D’où vous vient cette confiance?
CV: Je crois avoir une bonne étoile. Je pense que cette confiance vient d’un accident vécu à 14 ans et qui, peut-être, explique ma tendance à vivre à cent à l’heure.
A 14 ans, Corinne Vachon se fait tirer dessus accidentellement. La balle est entrée dans son dos, puis est ressortie de l’autre côté à quelques millimètres de sa colonne vertébrale, sans lui causer aucun dommage.
CV: Depuis ce jour, j'ai l'impression de toujours passer à travers les situations dangereuses. Récemment, j'ai dormi à 5200 mètres d'altitude sans problème bien que cela ne soit pas recommandé. Je ne sais pas si c'est psychologique ou réel, mais je n'ai pas peur.
Une confiance forgée très tôt
Comment vos parents ont réagi à cet accident survenu à vos 14 ans?
CV: Mon père est venu me chercher pour me ramener à la maison, où ma mère était avec des amis médecins. Ils ont constaté que je marchais bien, et donc qu’il n’y avait rien de grave. Mes parents n'ont pas dramatisé la situation. Cela m’a donné confiance en la vie, en me disant que tant que ce n 'est pas grave, il ne faut pas dramatiser.
Voulez-vous dire que les parents doivent accompagner leurs enfants sans dramatiser?

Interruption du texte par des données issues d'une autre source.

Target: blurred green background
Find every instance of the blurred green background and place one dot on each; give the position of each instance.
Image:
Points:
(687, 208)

CV: Quand je suis partie faire mes études aux États-Unis, je ne savais pas où dormir. Contrairement aux autres parents, les miens m'ont laissé me débrouiller pour trouver un appartement. J’en ai trouvé un dans un quartier de Philadelphie que je pensais risqué. J'ai appelé mes parents pour leur expliquer la situation, mais ils m’ont répondu qu’à plus de 6000km, ils ne pouvaient rien faire pour moi. Il y a peu de temps, mon père m’a avoué qu’ils ont toujours eu une grande confiance en moi et dans ma capacité à me débrouiller.

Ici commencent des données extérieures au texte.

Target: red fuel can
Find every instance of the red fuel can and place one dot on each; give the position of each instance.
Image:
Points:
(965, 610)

Cette confiance se retrouve-t-elle chez vos frères et sœurs?
CV: Un peu moins. Mes parents travaillant beaucoup, je suis devenue comme une figure maternelle pour mes sœurs, même si je n’avais pas recherché à occuper cette place.
Quid de vos enfants?
CV: Je n'ai pas ressenti une inclination maternelle particulière envers mes propres enfants. Je leur ai donné ce dont ils avaient besoin. Ni plus ni moins. Lorsqu'ils ont déménagé à l'étranger pour leurs études, je ne les ai pas accompagnés pour trouver un appartement. Je les ai laissés se débrouiller seuls, et ils ont choisi de ne pas me demander d'aide. Il est essentiel de ne pas surprotéger ses enfants.
Découvrir le travail de Corinne Vachon
Où vous emmènent vos prochains projets?
CV: En juin, j'ai rencontré les Changpas du Karnak. J'ai promis de revenir les voir en hiver. J'aimerais aussi découvrir de nouvelles destinations comme le Laos.
Où pouvons-nous découvrir votre travail ?
CV: Au mois de mai et juin, j’ai fait une belle exposition au 3cinq, un centre d’art contemporain à Lille dont on peut voir quelques photos sur mon compte instagram.
Sa prochaine exposition se tiendra du 7 au 12 novembre à la galerie Motte Masselink située au 12 rue Jacob dans le 6ème arrondissement de Paris.
Si vous avez envie d’évasion durant l’automne parisien, chacune des photographies de Corinne Vachon vous propulsera vers des mondes et des peuples oubliés.
À travers son objectif, elle capture l'essence de la diversité culturelle qui unit l'humanité, rappelant que malgré nos différences apparentes, nous partageons tous la même planète et une histoire commune. Ses images nous invitent à explorer ces coins reculés et à plonger dans les traditions et les visages qui façonnent notre riche tapisserie humaine.
Elles nous rappellent que la curiosité est une passerelle vers la compréhension, que l'empathie transcende les frontières, et que la préservation de notre patrimoine culturel est un devoir sacré.